Search This Blog

Monday, July 13, 2009


DREAM ON...
From our golf correspondent
On Thursday, the Open Golf Championship gets under weigh at the famous links course at Turnberry in Scotland. The world`s finest golfers will be assembled to compete for the most prestigious trophy in the game - the Claret Jug. It may not be the richest prize in terms of hard cash, but in status and prestige, it is unequalled in the history of the Royal and Ancient game.
No-one knows who will be in contention let alone win the tournament, but one player who will most definitely not be there is our old friend Snopper, who has had a mixed season so far and continues to play consistently at a level which makes it impossible for him to enter any kind of competitive tournament, especially those where rules have to be obeyed, conventions respected and where there is no room for `improvisation` or creative accounting.
Now, none of those impediments will prevent Snopper from taking a keen interest in events in that Caledonian seaside golfing paradise. He will be glued to the television and the car radio as he drives down to Devon on Saturday for yet another break from his hurly-burly life. But he watches and listens not for the excellence of the play on offer, from which he could learn so much. No, our hero, who reaches his three score years and ten as The Open reaches its climax, watches and listens for the hooks, the shanks, the missed putts and the drives that go out of bounds or, better still, find the water that adjoins much of the course.

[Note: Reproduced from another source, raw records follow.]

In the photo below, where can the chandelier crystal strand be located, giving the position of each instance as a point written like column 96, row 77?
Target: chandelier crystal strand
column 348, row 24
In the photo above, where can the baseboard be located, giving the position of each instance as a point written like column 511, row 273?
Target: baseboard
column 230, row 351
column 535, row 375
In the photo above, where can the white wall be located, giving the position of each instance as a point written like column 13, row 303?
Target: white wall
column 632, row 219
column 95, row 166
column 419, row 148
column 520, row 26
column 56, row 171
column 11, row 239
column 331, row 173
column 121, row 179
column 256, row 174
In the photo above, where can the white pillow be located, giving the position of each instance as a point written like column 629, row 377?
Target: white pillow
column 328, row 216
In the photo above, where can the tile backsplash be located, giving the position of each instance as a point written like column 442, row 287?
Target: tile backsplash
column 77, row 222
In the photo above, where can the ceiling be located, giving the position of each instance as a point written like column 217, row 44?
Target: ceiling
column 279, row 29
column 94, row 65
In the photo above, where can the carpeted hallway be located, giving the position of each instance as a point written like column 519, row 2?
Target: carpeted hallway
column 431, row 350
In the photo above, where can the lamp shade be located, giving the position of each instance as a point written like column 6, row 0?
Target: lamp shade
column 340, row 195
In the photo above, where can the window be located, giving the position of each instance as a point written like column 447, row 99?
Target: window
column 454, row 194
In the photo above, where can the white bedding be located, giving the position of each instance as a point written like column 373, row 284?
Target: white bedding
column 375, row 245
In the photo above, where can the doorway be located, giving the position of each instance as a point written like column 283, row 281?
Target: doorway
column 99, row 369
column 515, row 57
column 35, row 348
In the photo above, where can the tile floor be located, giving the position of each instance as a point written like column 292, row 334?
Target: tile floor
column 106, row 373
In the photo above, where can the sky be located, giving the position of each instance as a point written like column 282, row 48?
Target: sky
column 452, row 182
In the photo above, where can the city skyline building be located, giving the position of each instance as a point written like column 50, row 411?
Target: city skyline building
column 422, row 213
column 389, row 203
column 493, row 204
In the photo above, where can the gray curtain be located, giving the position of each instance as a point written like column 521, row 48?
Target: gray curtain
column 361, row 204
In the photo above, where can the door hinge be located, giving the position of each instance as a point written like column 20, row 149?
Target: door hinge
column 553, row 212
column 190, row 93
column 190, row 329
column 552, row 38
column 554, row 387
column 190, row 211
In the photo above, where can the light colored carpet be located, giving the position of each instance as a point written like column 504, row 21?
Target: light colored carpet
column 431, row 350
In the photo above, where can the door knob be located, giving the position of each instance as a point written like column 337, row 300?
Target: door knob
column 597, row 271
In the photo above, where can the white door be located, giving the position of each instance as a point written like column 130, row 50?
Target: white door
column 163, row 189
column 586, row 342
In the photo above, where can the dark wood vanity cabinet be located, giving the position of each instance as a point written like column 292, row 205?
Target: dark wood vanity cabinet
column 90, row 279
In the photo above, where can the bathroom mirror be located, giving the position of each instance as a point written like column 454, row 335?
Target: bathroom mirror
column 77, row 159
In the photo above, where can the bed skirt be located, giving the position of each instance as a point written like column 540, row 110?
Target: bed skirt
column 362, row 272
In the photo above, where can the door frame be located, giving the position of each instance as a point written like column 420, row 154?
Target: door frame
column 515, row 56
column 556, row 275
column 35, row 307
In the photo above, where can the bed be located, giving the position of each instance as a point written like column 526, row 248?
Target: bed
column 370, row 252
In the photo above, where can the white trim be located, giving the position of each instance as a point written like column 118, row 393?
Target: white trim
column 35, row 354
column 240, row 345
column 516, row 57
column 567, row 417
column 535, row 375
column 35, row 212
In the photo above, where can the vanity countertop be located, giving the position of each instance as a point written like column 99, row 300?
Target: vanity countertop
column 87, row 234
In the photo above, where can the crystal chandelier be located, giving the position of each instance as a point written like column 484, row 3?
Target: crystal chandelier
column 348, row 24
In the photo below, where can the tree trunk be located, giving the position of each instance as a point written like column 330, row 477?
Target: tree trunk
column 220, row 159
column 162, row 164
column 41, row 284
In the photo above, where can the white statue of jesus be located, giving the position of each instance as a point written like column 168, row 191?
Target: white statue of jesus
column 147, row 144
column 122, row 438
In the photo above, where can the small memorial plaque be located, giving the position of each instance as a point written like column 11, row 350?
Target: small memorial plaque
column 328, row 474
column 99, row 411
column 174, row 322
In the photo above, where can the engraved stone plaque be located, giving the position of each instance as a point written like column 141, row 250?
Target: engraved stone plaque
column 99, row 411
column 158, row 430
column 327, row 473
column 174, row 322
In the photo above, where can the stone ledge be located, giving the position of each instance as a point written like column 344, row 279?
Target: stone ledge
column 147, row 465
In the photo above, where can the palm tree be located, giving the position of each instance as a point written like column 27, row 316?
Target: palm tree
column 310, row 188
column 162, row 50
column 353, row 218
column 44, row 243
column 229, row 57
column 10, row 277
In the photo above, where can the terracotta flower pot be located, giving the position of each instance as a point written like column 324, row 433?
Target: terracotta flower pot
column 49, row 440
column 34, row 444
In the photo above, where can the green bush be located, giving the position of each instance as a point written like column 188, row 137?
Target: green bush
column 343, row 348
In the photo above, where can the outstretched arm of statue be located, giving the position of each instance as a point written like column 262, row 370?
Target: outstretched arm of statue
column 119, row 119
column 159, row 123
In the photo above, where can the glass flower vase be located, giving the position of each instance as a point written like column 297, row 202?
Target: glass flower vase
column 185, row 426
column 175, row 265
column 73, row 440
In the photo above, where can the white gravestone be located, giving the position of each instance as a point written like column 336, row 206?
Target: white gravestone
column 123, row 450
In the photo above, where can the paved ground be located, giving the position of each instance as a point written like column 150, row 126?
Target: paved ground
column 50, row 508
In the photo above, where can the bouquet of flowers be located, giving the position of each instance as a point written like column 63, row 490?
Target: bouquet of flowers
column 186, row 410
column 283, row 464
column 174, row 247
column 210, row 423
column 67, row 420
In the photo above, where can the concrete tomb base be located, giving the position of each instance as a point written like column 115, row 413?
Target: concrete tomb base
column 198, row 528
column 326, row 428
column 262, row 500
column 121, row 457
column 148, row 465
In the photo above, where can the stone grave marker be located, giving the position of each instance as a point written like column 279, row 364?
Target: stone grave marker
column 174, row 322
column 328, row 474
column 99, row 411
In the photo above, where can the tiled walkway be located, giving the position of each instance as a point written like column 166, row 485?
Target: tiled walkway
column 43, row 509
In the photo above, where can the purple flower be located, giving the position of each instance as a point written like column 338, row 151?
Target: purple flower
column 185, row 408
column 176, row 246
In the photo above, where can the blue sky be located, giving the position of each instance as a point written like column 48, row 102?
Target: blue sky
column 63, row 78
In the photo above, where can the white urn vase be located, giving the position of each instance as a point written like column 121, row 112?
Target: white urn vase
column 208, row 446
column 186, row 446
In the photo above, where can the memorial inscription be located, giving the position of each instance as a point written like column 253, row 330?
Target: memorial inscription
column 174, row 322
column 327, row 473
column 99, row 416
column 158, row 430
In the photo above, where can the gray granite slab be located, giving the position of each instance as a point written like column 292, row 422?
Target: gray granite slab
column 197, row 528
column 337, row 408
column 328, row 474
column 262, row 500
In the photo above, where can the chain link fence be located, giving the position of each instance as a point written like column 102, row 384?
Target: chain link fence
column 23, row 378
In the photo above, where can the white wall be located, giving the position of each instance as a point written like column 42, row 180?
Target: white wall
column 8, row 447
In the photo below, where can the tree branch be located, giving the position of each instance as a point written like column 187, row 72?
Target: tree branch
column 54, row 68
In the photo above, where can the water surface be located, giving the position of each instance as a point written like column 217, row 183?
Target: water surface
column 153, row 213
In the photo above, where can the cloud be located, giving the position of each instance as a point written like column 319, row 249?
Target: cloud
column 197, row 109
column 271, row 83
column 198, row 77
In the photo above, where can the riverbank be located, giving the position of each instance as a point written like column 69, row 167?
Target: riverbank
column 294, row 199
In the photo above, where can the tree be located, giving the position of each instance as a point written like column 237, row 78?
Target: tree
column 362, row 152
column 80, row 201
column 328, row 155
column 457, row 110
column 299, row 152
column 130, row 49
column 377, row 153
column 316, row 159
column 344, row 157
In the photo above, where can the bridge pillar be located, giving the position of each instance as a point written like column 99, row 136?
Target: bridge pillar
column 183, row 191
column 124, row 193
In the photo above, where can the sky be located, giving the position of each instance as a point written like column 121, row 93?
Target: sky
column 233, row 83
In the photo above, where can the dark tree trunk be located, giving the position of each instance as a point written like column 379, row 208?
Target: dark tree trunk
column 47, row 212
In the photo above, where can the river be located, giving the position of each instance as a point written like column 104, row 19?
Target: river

You see, Snopper thrives on inadequacy, on embarrassment even, for such spectacles at such a prestigious event merely serve to make him feel better about his own quite dreadful game. And so, far from dreaming of ever playing in such an event, he comes to terms once more with the undeniable truth about his own golfing `talent.` But I suspect he might just `enjoy` his game a little more than those professionals who may see it as just a job - another day at the office - and who may sometimes wish that their own approach could be as free and, indeed, as carefree as that far off elderly inadequate living in his own private make believe golfing world.